At 54, Sean Goff refuses to grow up. He still travels around the world to skate new parks and take part in competitions, as he did as a pro in his twenties. But as he makes a road trip in Australia to prepare for an upcoming veteran contest, he struggles to recover from an injury that could potentially cripple him. Then the Coronavirus pandemic begins to shut down the world; he is faced with being trapped abroad, away from his family in the UK. For the first time, he questions whether it’s still worth doing what has made him happy all his life. But skateboarding has got him through tough times before, and he’s not giving up on it yet.
I was good, I’m not good now, I’m ok, but for an over 50 skater I’m still good…..
In my early days I was competitive it was all about learning the latest tricks, now it’s all about holding on to the few I’ve got.
Back in the 80s I competed a lot. I was British champion, pretty sure it was twice.

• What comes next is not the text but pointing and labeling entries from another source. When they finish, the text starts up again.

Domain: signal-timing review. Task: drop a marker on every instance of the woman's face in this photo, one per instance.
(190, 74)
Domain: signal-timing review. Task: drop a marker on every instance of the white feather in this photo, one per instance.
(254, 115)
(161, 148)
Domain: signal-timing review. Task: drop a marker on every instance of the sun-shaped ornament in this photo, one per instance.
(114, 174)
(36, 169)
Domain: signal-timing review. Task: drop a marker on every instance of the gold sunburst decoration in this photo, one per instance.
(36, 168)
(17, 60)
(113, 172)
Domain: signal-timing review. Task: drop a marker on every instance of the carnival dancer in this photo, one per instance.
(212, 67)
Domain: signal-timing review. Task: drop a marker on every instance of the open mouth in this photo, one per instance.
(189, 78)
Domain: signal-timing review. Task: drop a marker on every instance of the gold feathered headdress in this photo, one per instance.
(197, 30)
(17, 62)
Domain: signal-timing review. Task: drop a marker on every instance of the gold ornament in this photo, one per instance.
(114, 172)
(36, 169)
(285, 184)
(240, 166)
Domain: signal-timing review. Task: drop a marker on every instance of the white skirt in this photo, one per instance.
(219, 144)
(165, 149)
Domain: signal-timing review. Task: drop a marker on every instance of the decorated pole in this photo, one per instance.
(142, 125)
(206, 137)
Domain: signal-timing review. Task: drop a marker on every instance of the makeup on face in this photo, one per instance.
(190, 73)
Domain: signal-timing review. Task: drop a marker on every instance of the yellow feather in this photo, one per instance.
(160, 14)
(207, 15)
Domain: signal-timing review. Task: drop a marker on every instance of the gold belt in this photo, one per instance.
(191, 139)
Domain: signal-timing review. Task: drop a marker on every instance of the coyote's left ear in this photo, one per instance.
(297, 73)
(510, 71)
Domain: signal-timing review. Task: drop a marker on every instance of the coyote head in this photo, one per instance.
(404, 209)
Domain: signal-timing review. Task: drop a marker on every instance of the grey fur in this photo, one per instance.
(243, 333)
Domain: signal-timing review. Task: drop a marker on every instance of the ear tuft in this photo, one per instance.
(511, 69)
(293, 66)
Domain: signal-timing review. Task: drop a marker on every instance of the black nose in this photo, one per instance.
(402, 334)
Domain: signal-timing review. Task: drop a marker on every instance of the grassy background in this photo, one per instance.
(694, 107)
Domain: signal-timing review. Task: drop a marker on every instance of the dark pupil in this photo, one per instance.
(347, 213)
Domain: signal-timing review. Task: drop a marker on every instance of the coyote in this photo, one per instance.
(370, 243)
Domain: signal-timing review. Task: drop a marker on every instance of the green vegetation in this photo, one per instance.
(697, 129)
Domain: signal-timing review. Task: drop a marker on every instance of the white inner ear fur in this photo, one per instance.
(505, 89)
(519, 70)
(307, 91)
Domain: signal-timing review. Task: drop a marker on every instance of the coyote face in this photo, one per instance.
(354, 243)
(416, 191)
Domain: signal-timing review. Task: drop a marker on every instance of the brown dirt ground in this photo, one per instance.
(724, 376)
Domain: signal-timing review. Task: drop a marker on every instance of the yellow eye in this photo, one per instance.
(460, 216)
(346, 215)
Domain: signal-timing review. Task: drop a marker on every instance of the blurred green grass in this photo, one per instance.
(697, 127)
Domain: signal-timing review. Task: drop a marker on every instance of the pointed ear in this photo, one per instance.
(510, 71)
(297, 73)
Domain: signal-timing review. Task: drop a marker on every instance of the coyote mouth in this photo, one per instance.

Skateboarding was designed as a toy and I’m a 54 year old man who gets to travel around the world and play with my friends.
I will be travelling as long as I’m skateboarding and I’ll be skateboarding as long as I’m hobbling.
In the 70s skateboarding was massive, it was the YoYo, it was the Hula Hoop it was the new in toy for a kid to have.
The past is important, it’s what makes you the person you are today.
The best skater is the one with the biggest smile. And it’s that simple
What else do I do apart from skateboarding? Not a lot to be honest with you.